Esa sola alerta debería ponernos a pensar si se justifica mantener como está todo este andamiaje de fiscales, investigadores, jueces y magistrados -casi todos ellos, unos más que otros, con altos sueldos y una gran parafernalia- para el esclarecimiento de apenas el diez por ciento de la criminalidad. Usando términos de economistas, el país debería reflexionar sobre la relación costo beneficio.

Este hecho pone al descubierto la irresponsabilidad con que algunos gobiernos y el Congreso abordan el tema crucial del manejo de la política criminal del país, cuya primera cabeza es el jefe de Estado.

En los ochenta, por la arremetida de los narcotraficantes para tumbar el tratado de extradición, los gobiernos de Barco y Gaviria fortalecieron el sistema penal -los jueces de instrucción de la época- teniendo que recurrir a figuras como la de los jueces y testigos sin rostro para salvar sus vidas. Con ese sistema, mal llamado inquisitorio, los jueces asumieron con resultados la lucha contra los carteles de la droga, los paramilitares y la guerrilla.

Con razón, en la Constitución de 1991 se creó la Fiscalía General, que ya figuraba en la reforma Barco que éste prefirió hundir antes que ser cómplice del mico que metieron los narcos en la comisión primera de la Cámara para tumbar la extradición.

Se estableció un sistema mixto, a la colombiana, con elementos tanto del sistema inquisitorio como del acusatorio, que en términos generales dio buenos resultados. El fiscal podía dictar medidas de aseguramiento y por eso se justificaba que la Fiscalía perteneciera al poder judicial como acertadamente se dispuso en la constituyente.

Coincidiendo con una época en que los norteamericanos querían replicar en Latinoamérica su sistema, que tiene profundas raíces y se basa en una sólida investigación para que a los jueces llegue el menor número de casos, durante el gobierno Uribe -que ironía-, de manera precipitada, se impulsó copiarlo, sin tener en cuenta nuestra idiosincrasia ni los recursos.
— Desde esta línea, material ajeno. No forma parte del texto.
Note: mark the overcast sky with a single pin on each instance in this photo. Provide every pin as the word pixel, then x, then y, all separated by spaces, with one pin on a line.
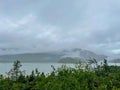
pixel 45 25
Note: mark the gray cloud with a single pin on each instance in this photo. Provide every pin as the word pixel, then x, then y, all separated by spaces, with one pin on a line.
pixel 34 26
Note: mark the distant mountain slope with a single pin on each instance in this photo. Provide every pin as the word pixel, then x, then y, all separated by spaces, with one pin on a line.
pixel 65 56
pixel 115 60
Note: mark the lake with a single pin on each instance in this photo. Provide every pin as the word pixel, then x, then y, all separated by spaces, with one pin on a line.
pixel 42 67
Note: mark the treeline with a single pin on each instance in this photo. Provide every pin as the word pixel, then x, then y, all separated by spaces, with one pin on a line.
pixel 82 77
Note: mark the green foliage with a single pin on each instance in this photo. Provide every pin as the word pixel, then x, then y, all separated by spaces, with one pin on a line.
pixel 82 77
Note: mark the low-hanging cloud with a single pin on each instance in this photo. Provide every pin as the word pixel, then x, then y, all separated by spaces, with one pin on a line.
pixel 36 26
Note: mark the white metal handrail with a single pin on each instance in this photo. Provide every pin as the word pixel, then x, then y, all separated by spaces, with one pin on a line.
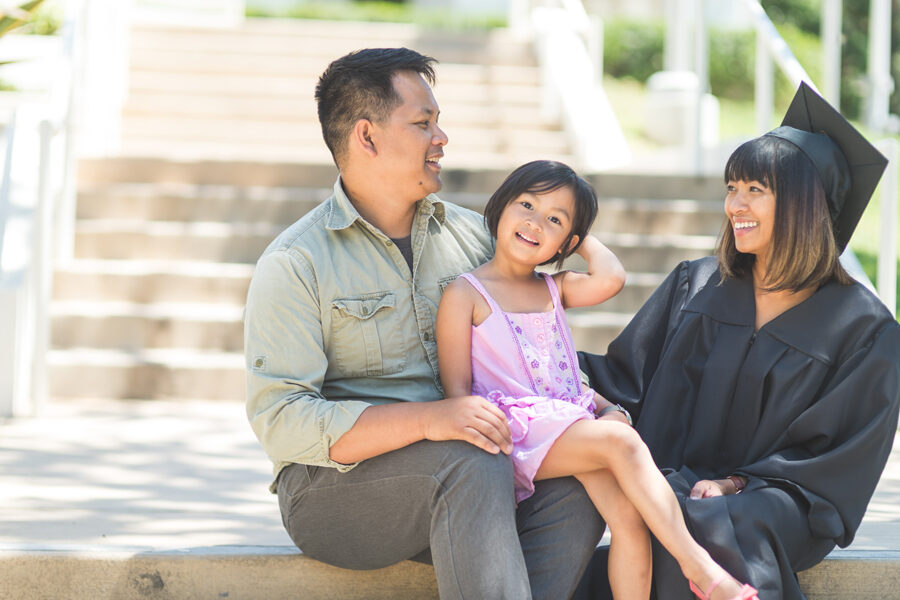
pixel 38 173
pixel 5 177
pixel 569 50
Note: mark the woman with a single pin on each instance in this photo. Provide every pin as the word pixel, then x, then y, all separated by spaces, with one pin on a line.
pixel 766 381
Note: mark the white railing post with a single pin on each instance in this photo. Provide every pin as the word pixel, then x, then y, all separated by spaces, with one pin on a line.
pixel 887 253
pixel 764 90
pixel 831 51
pixel 881 84
pixel 701 68
pixel 41 268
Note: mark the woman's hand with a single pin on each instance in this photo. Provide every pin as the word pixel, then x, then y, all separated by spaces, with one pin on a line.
pixel 709 488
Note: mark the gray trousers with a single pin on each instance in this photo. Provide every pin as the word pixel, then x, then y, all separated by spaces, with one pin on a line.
pixel 454 503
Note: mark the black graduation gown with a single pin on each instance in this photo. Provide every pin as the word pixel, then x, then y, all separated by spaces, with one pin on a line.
pixel 806 408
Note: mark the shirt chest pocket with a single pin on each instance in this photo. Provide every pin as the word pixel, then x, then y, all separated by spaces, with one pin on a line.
pixel 362 332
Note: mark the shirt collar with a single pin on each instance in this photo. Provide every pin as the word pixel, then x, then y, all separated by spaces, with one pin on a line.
pixel 343 214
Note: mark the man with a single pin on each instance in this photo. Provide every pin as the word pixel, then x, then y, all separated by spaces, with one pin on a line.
pixel 372 465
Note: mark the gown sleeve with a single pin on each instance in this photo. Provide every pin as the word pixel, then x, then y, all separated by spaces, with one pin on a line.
pixel 624 372
pixel 833 453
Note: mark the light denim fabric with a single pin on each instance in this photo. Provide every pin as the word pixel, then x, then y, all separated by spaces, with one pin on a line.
pixel 335 322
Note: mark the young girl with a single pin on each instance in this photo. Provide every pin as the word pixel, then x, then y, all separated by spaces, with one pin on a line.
pixel 502 334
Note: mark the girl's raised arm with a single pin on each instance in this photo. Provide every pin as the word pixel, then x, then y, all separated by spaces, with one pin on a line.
pixel 604 278
pixel 454 338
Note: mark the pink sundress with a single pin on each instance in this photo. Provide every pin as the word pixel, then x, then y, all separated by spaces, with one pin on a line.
pixel 525 364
El Congreso lo hizo de manera apresurada y sobre bases endebles hábilmente explotadas mediáticamente. Se decía que era necesario separar las funciones de acusación y juzgamiento a pesar de que ya lo estaban desde 1987.

Se mencionó, que como el fiscal podía dictar medidas de aseguramiento, eso se prestaba para abusos ignorando que lo mismo ocurría cuando los entonces “autos de detención” los dictaban los jueces.

Se estableció el “novedoso” sistema para la minoría, pero el anterior se dejó para los aforados, es decir, congresistas, magistrados de altas cortes -solo parcialmente resuelto en el 2018- y el Presidente. Aún hoy coexisten los dos sistemas, lo que se vio claro en el caso Uribe en el que tuvieron que acudir al poco ortodoxo mecanismo de asimilar la indagatoria, propia del sistema inquisitivo, a la imputación que corresponde al acusatorio.

Se dijo que era necesario establecer la oralidad que garantizaba agilidad. Olvidaron los congresistas que la ley 600 de 2000, sancionada por Pastrana, no solamente tenía ya elementos de oralidad, sino que establecía control material del juez sobre las medidas de aseguramiento.

Nadie ha respondido por este mayúsculo fracaso. Los procesos siguen siendo tan o más lentos que antes. Cada día aumentan los casos de libertades por vencimiento de términos o por prescripción y, el principio de oportunidad se ha convertido en una burla. Se vio de alguna manera en el cartel de la toga y en el de la contratación en Bogotá y ahora con la UNGRD. Pero ¿quién le pone el cascabel al gato?